Traditional methods:
The traditional target detection uses a sliding window frame, which decomposes a graph into millions of sub-windows of different scales, and uses the classifier to determine whether the target object is included for each sub-window. Traditional methods for different categories of objects, will generally design different features and classification algorithms. Like what:
The classic algorithm for >> Face Detection (detetion) is the haar feature + adaboost classifier
The classic algorithm for >> pedestrian detection is Hog (histogram of gradients) + SVM (support vector machine)
>> General Object Detection Hog + DPM (deformable part model)

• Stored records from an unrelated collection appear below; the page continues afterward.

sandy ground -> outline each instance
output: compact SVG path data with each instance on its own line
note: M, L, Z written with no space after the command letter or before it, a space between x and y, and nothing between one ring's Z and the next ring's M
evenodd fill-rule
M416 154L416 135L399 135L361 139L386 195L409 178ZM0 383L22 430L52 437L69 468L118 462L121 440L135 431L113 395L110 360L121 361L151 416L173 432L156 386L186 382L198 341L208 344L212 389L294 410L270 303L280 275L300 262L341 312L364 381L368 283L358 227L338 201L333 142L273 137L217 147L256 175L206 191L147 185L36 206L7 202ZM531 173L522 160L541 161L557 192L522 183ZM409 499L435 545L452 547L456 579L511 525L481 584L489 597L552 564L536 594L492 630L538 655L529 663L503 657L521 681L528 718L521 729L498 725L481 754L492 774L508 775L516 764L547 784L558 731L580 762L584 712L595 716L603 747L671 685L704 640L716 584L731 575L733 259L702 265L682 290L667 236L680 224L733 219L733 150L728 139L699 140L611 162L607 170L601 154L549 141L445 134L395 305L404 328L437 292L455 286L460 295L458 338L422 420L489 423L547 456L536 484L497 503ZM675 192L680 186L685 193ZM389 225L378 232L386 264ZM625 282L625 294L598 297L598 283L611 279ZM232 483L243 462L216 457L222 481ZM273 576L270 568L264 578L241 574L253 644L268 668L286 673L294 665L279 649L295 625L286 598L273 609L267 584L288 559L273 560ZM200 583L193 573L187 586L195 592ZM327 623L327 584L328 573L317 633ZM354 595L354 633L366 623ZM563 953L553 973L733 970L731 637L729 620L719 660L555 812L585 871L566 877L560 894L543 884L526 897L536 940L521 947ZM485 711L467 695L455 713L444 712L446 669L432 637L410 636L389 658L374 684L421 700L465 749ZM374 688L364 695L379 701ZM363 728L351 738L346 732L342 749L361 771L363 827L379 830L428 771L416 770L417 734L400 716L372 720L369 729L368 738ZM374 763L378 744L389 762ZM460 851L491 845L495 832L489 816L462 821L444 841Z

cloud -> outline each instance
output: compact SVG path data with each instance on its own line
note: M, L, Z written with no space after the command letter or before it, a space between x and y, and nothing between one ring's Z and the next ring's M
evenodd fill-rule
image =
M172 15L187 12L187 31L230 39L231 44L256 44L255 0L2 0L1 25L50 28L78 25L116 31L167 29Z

Deep Learning-based approach:
Pre-extracting a range of candidate areas that are more likely to be objects, and then only extracting features from these candidate areas (using CNN). This kind of algorithm is mainly RCNN series, including RCNN, fast rcnn, faster rcnn and so on. The approximate flow of the algorithm is:
1. Candidate area: From the image to be detected, extract n Roi, where n is much larger than the number of real objects in the picture. Specific methods include selective search, edge box, and the recently popular RPN.
2. Feature extraction: Based on the ROI detected in 1, the image is feature extraction on CNN.
3. Category judgment: Classification of the feature obtained in 2, for example, psacal VOC data, is a 21 classification problem (20 object Class+background).
4. Location Repair: Boudningbox regression.
Other methods:
End-to-end (End-to-end) object detection, such as YOLO (you once) and SSD (single shot Multibox Detector). These algorithms claim to be similar to faster rcnn accuracy but faster.
Google in the second half of 2016, a paper, a detailed comparison of faster r-cnn, R-FCN and SSD performance indicators, or is well worth reading. speed/accuracy trade-offs for modern convolutional object Detectors
The image above is from Google's paper. A more sketchy conclusion is that the first class of frameworks (Faster R-CNN) will perform better, but slower, while the second class of frameworks (SSDs) perform slightly less, but faster.